Future orientation: peace, militarization, and Kosovo. Pro-government outlets highlight Vučić’s insistence that Serbia is now militarily stronger, that “there are no more invisible planes,” and that the country will “never recognize independent Kosovo,” presenting this as a balanced line of deterrence plus peace, in which rearmament, non-recognition of Kosovo, and refusal to be “naive” toward neighbors are cast as guarantees of stability. Opposition coverage, while also opposing NATO’s past actions and often rejecting Kosovo’s independence, tends to be more skeptical of triumphalist rhetoric about military power and new regional threats, questioning whether the commemorations are being used to justify defense spending, nationalist messaging, and stalled democratic and EU-related reforms. They more frequently underline the risk that linking remembrance with hardline Kosovo positions and talk of hostile alliances in Priština, Tirana, and Zagreb may entrench isolation rather than secure peace.
Use of emotion and memory politics. Pro-government media dwell extensively on harrowing personal stories, images of children killed, and the Patriarch’s and Vučić’s emotionally charged language, tying these memories directly to a call for unity behind the current leadership and its policy of “never forgiving, but preserving peace.” Opposition outlets also cover victims’ suffering and religious rites but are more inclined to separate empathy for the victims from endorsement of the ruling party, sometimes pointing out how anniversaries are turned into stage-managed mass events with “rivers of people” and patriotic slogans that crowd out discussion of accountability, transitional justice, or Serbia’s role in regional reconciliation. They present memory politics as a competitive field where the government instrumentalizes grief for domestic legitimacy, while pro-government narratives portray commemoration as a near-sacred, above-politics national duty.
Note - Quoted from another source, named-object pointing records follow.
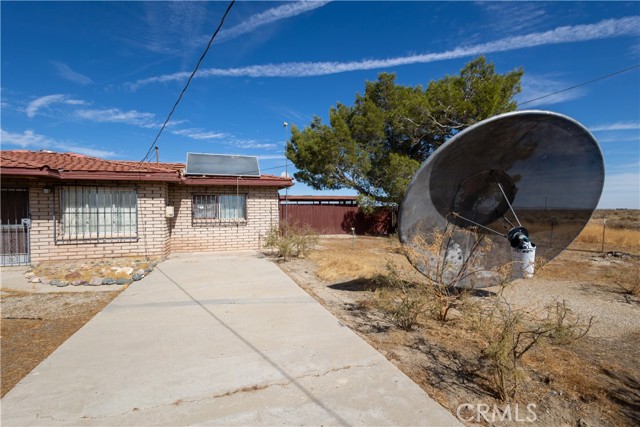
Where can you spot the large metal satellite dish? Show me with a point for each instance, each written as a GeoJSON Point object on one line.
{"type": "Point", "coordinates": [517, 177]}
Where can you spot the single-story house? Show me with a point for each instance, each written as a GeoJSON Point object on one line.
{"type": "Point", "coordinates": [60, 206]}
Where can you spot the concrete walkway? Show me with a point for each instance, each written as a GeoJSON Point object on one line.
{"type": "Point", "coordinates": [217, 339]}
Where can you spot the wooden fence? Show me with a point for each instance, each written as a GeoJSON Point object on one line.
{"type": "Point", "coordinates": [334, 218]}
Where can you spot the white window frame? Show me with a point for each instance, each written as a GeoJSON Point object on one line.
{"type": "Point", "coordinates": [96, 214]}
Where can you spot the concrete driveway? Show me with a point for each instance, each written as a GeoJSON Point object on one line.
{"type": "Point", "coordinates": [217, 339]}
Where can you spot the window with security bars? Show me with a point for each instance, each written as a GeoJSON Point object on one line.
{"type": "Point", "coordinates": [217, 209]}
{"type": "Point", "coordinates": [97, 214]}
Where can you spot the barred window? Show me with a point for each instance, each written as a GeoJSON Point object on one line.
{"type": "Point", "coordinates": [220, 208]}
{"type": "Point", "coordinates": [97, 214]}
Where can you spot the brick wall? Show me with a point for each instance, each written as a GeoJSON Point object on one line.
{"type": "Point", "coordinates": [157, 235]}
{"type": "Point", "coordinates": [262, 214]}
{"type": "Point", "coordinates": [153, 230]}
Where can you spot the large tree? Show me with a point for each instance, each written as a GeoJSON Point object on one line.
{"type": "Point", "coordinates": [377, 144]}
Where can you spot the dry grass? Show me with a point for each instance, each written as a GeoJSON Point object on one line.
{"type": "Point", "coordinates": [594, 381]}
{"type": "Point", "coordinates": [592, 233]}
{"type": "Point", "coordinates": [34, 325]}
{"type": "Point", "coordinates": [628, 219]}
{"type": "Point", "coordinates": [362, 258]}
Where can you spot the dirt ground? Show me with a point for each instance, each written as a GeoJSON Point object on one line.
{"type": "Point", "coordinates": [592, 382]}
{"type": "Point", "coordinates": [34, 325]}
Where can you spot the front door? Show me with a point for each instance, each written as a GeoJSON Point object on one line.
{"type": "Point", "coordinates": [15, 224]}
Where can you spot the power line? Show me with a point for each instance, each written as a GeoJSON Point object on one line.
{"type": "Point", "coordinates": [582, 84]}
{"type": "Point", "coordinates": [213, 36]}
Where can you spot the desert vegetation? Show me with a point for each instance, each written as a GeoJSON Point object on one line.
{"type": "Point", "coordinates": [563, 341]}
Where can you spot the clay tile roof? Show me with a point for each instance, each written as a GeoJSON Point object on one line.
{"type": "Point", "coordinates": [74, 162]}
{"type": "Point", "coordinates": [78, 166]}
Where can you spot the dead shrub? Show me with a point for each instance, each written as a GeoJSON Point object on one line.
{"type": "Point", "coordinates": [509, 333]}
{"type": "Point", "coordinates": [403, 307]}
{"type": "Point", "coordinates": [445, 282]}
{"type": "Point", "coordinates": [290, 241]}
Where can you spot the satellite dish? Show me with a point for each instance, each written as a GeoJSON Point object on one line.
{"type": "Point", "coordinates": [506, 189]}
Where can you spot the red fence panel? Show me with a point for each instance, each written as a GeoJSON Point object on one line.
{"type": "Point", "coordinates": [338, 219]}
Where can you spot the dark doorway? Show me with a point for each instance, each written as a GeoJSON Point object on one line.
{"type": "Point", "coordinates": [15, 224]}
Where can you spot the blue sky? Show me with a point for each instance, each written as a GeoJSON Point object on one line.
{"type": "Point", "coordinates": [99, 78]}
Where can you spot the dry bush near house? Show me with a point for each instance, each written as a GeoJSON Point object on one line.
{"type": "Point", "coordinates": [291, 240]}
{"type": "Point", "coordinates": [509, 333]}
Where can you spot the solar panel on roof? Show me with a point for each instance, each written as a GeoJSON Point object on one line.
{"type": "Point", "coordinates": [221, 164]}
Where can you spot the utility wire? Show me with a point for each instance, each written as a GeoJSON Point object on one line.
{"type": "Point", "coordinates": [213, 36]}
{"type": "Point", "coordinates": [581, 84]}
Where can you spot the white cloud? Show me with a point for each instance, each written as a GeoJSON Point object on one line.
{"type": "Point", "coordinates": [67, 73]}
{"type": "Point", "coordinates": [287, 10]}
{"type": "Point", "coordinates": [272, 157]}
{"type": "Point", "coordinates": [629, 26]}
{"type": "Point", "coordinates": [115, 115]}
{"type": "Point", "coordinates": [615, 126]}
{"type": "Point", "coordinates": [250, 143]}
{"type": "Point", "coordinates": [32, 140]}
{"type": "Point", "coordinates": [198, 134]}
{"type": "Point", "coordinates": [534, 87]}
{"type": "Point", "coordinates": [45, 101]}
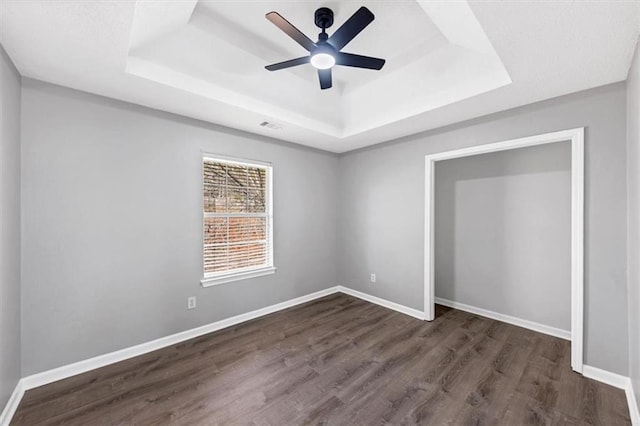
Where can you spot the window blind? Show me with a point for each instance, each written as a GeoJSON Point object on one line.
{"type": "Point", "coordinates": [237, 216]}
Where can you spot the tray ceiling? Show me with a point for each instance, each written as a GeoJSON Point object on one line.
{"type": "Point", "coordinates": [446, 61]}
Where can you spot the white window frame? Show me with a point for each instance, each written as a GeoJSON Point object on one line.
{"type": "Point", "coordinates": [217, 278]}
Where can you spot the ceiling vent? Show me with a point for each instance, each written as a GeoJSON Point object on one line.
{"type": "Point", "coordinates": [271, 125]}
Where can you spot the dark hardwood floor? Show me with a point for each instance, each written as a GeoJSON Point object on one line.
{"type": "Point", "coordinates": [339, 360]}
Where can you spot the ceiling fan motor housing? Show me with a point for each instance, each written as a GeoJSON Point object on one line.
{"type": "Point", "coordinates": [324, 17]}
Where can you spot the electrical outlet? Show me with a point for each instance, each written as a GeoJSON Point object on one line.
{"type": "Point", "coordinates": [191, 302]}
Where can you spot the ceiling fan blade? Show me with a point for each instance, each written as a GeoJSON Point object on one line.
{"type": "Point", "coordinates": [359, 61]}
{"type": "Point", "coordinates": [289, 63]}
{"type": "Point", "coordinates": [351, 28]}
{"type": "Point", "coordinates": [291, 31]}
{"type": "Point", "coordinates": [325, 78]}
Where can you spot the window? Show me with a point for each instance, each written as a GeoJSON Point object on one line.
{"type": "Point", "coordinates": [237, 217]}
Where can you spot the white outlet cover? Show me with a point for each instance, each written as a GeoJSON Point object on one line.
{"type": "Point", "coordinates": [191, 302]}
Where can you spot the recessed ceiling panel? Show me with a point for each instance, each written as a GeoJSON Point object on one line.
{"type": "Point", "coordinates": [435, 55]}
{"type": "Point", "coordinates": [446, 61]}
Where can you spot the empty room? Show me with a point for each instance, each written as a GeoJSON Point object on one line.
{"type": "Point", "coordinates": [257, 212]}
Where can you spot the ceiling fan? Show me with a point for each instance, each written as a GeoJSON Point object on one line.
{"type": "Point", "coordinates": [325, 53]}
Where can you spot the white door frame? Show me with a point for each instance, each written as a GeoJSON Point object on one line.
{"type": "Point", "coordinates": [576, 136]}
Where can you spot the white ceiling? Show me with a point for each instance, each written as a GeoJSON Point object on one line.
{"type": "Point", "coordinates": [446, 61]}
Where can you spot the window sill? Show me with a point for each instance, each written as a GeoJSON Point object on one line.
{"type": "Point", "coordinates": [224, 279]}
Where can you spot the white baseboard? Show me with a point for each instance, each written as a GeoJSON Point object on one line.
{"type": "Point", "coordinates": [634, 412]}
{"type": "Point", "coordinates": [613, 379]}
{"type": "Point", "coordinates": [70, 370]}
{"type": "Point", "coordinates": [382, 302]}
{"type": "Point", "coordinates": [12, 404]}
{"type": "Point", "coordinates": [83, 366]}
{"type": "Point", "coordinates": [541, 328]}
{"type": "Point", "coordinates": [618, 381]}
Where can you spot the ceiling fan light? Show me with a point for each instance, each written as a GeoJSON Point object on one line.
{"type": "Point", "coordinates": [323, 61]}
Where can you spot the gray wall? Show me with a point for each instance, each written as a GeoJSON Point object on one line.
{"type": "Point", "coordinates": [503, 232]}
{"type": "Point", "coordinates": [633, 191]}
{"type": "Point", "coordinates": [112, 228]}
{"type": "Point", "coordinates": [381, 213]}
{"type": "Point", "coordinates": [9, 227]}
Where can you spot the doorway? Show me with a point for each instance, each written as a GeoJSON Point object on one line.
{"type": "Point", "coordinates": [576, 138]}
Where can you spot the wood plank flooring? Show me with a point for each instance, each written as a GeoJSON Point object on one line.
{"type": "Point", "coordinates": [339, 360]}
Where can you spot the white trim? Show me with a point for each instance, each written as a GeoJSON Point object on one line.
{"type": "Point", "coordinates": [236, 160]}
{"type": "Point", "coordinates": [79, 367]}
{"type": "Point", "coordinates": [619, 381]}
{"type": "Point", "coordinates": [576, 136]}
{"type": "Point", "coordinates": [12, 404]}
{"type": "Point", "coordinates": [541, 328]}
{"type": "Point", "coordinates": [634, 413]}
{"type": "Point", "coordinates": [83, 366]}
{"type": "Point", "coordinates": [269, 266]}
{"type": "Point", "coordinates": [70, 370]}
{"type": "Point", "coordinates": [235, 276]}
{"type": "Point", "coordinates": [382, 302]}
{"type": "Point", "coordinates": [613, 379]}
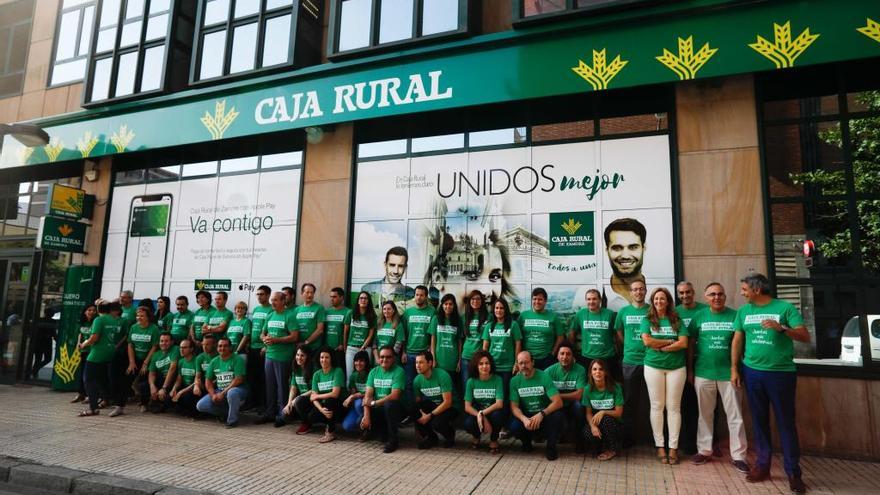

In summary, opposition coverage tends to accept the core illegality and tragedy of the NATO bombing while questioning the regime’s use of the anniversary to bolster nationalist narratives and current power structures, while pro-government coverage tends to elevate the Vranje commemoration into a foundational story of victimhood, resistance, and renewed strength that validates Vučić’s leadership, military build-up, and hard line on Kosovo.